Engrossed in my own thoughts–“What if he’s worse? Are they speaking with the doctors? What if they tell us ‘We’ve done all we can; take him home’? “–I barely saw when my mom came back for my brother and I. “C’mon. Let’s go back to the hotel. ” I became frantic. “But what about Pawpaw? I want to go see him! ” My mom replied with the stereotypical, “He doesn’t want you to see him like this. ” It is crazy to think that smoking takes nearly six million deaths every year. For my grandfather, cigarettes took over his lungs, his liver and crept towards every other organ it could touch.

Even without physically seeing him laying in that hospital bed, white sheets covering his body, I could mentally picture how sick he might have looked. I could vividly picture his hair loss, swollen legs, pale skin, and frail body. My most vividly, spoken memory will always be hearing the doctor’s footsteps down that abandoned hallway headed towards the boxed room every family is given for those last few moments of hope. I remember thinking, “Oh my God… please don’t say it’s over, please.

Just tell us he made it. Don’t say you did all you could,” yet that is exactly what we were told next. I’m sorry. We did all we could, but his heart keeps crashing. It’s time. It’s time to say your goodbyes. ” Because he was gone, I spent most of my time trying to follow in his footsteps. Taking his characteristics into the thought, I tried to become the selfless person he was, but it was not possible. No matter how hard I tried, I could never be him. It took me awhile to travel back to the reality that just because he is gone, I do not have to become him to keep his memory striving. I could be myself and remember him all the same.

Ultimately, my faith in God had never been tested like it was when he passed away. I could not stop asking God, ‘Why someone like him? ” Pawpaw was never one to complain about anything–business, sickness, fatigue, etc. –but seeing him, the night before my grandparents left for Houston, in his favourite leather chair, like any other day, watching the evening news station put a heaviness in my heart, my mind, and my soul. He was trying beyond his own capacity to hide his pain and suffering, for us. To see someone so broken and wretched compared to their usual exuberance and serene was gut-wrenching.

I still hold on to that memory of sitting behind him, faking invisibility, to surveil and anticipate his next move as if he were the prey to my predator. I sat, and I waited for the breakdown. All I could do was stare. I had spaced out all other thoughts to only the ones revolving around him, because even in the next few months, my entire world did solely revolve around him.
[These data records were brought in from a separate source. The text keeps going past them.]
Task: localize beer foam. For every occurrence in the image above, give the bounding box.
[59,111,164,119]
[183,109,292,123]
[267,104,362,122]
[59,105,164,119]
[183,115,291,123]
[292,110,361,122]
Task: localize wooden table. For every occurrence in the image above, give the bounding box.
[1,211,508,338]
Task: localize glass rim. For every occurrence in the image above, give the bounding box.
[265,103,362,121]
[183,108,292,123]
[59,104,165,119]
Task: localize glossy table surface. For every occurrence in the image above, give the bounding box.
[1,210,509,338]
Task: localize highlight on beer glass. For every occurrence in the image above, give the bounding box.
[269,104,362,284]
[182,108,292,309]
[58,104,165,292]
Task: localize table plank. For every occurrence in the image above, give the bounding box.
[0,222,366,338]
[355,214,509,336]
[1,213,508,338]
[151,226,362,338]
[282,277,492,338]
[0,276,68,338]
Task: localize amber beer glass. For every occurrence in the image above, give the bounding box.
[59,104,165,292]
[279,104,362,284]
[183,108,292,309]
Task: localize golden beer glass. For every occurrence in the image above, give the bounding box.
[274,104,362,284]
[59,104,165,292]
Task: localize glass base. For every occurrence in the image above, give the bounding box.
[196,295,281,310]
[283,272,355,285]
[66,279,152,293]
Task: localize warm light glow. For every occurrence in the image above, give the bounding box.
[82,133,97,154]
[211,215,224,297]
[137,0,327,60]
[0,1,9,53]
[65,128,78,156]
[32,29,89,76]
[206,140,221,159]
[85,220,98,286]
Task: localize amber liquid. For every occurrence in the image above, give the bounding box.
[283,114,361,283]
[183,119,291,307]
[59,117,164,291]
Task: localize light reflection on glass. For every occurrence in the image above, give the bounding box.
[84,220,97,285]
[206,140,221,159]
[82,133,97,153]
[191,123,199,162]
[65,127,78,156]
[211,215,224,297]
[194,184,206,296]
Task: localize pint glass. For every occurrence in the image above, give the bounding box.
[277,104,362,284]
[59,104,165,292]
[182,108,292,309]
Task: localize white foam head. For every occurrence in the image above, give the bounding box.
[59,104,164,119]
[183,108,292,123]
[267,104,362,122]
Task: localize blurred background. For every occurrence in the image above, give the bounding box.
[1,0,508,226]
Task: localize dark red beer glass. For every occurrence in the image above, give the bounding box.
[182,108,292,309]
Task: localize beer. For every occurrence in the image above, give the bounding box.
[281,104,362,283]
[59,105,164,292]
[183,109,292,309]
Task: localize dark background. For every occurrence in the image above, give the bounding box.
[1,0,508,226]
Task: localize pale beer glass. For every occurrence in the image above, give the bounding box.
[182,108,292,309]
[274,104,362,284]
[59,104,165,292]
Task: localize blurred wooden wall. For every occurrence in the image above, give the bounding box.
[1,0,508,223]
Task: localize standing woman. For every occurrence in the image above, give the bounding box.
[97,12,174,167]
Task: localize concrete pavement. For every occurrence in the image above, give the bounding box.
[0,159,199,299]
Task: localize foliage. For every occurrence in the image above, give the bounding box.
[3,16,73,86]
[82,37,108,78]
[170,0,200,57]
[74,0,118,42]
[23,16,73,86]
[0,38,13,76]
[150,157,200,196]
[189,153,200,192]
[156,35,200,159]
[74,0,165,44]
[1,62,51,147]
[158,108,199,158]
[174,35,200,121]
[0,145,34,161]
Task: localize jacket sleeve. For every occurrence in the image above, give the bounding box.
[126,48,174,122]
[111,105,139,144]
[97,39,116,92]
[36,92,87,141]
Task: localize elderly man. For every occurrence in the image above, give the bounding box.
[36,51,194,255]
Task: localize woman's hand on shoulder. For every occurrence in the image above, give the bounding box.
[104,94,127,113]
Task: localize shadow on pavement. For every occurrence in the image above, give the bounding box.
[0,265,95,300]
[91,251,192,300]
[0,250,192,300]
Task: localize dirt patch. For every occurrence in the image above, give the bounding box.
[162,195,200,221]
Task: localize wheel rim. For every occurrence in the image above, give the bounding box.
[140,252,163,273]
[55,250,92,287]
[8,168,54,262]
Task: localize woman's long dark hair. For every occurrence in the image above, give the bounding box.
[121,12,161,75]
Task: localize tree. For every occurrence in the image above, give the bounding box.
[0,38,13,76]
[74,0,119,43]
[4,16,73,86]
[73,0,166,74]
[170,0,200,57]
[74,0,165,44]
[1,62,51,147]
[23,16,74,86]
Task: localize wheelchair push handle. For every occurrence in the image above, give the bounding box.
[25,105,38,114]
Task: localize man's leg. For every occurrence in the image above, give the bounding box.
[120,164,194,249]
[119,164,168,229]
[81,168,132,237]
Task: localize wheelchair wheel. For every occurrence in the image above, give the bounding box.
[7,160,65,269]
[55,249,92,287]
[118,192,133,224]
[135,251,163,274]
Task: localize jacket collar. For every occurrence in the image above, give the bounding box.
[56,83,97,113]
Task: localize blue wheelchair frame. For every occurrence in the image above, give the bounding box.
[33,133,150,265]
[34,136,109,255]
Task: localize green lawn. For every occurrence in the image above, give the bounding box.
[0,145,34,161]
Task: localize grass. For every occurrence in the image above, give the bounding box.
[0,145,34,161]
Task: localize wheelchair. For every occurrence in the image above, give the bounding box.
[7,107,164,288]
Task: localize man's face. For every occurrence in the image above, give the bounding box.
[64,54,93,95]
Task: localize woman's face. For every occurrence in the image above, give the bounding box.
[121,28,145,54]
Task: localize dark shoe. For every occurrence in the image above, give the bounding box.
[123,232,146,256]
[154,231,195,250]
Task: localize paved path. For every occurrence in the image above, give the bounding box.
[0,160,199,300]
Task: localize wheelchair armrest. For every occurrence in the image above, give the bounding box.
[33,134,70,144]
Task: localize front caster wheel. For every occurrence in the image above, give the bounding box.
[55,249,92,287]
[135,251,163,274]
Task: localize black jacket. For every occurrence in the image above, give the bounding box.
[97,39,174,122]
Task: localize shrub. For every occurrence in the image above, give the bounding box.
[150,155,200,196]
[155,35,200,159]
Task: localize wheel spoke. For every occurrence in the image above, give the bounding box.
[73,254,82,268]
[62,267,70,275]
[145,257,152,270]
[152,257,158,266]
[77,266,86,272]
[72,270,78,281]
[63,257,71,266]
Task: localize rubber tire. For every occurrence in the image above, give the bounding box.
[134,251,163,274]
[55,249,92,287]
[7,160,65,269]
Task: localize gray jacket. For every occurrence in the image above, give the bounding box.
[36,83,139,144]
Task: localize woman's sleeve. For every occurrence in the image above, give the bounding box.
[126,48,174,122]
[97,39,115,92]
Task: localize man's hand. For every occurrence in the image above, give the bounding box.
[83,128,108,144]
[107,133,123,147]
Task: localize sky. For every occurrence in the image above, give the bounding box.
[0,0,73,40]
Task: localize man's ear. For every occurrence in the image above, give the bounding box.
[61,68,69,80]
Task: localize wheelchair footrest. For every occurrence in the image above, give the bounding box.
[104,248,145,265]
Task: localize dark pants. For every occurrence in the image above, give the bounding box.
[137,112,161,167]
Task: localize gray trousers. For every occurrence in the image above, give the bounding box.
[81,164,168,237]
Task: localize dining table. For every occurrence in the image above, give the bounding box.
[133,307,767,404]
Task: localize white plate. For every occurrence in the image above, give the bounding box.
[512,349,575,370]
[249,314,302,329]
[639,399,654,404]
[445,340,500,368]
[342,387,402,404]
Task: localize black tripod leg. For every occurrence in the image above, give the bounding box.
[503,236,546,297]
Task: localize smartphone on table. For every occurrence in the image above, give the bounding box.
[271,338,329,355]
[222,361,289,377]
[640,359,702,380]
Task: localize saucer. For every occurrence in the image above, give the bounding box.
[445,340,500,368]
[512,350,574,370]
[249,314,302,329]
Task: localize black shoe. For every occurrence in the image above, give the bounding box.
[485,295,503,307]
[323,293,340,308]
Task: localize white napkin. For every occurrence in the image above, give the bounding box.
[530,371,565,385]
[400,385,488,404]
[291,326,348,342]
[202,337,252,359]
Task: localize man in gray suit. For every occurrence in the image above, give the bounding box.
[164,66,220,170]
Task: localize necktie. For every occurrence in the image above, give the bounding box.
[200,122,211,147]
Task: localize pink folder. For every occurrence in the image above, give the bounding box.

Before his passing, I never went through the cliche “You don’t know what you have until it’s gone. ” I had never gone through the grief from having lost someone so dear to me.

I was so broken, am still so broken, that I do not remember eating, sleeping, or speaking for days. This was the beginning of a downfall my family, collectively, never saw coming. It took me months, maybe even a few years, to realise two things: that without Pawpaw this family was going to fall apart and that the glue holding this family together had been scraped off as if we were an art project. For months after, and still to this day, hearing his name, thinking of him, hearing his laughter or his infamous cough, or seeing his smile in my mind, tore the last bits of my heart that has his name etched across them like a tattoo.

They say time heals, but mentally you will always be broken. Your heart is always going to feel the pain. When you go through something difficult like death, it is hard to hold strong to your faith in God, because you want to ask the infamous “why” questions–‘Why him? Why not me? Why our family? Why now? Why… just why? ” And even six years later, I find myself troubled when it comes to thinking that the person I trusted the most, that I had the most faith in, who believed in me, is physically not here anymore. Abraham Lincoln once spoke, “In the end, it’s not the years in your life that count. It’s the life in your years.

After a few days, I realised that in life we do not have a choice in the events–catastrophic or prosperous–that occurs. We are obliged to live life like a butterfly – take a rest, but never forget how to fly. Individually, we must take each and every day one step at a time. Living for tomorrow will only waste away today. So, yes, it may have taken me longer than an hour, a day, a week, a month, or a year, and it may take me a decade, to finally come to terms with the fact that he’s gone. However, though I may always be broken, even just a little bit, my faith in God is stronger now than it ever was before.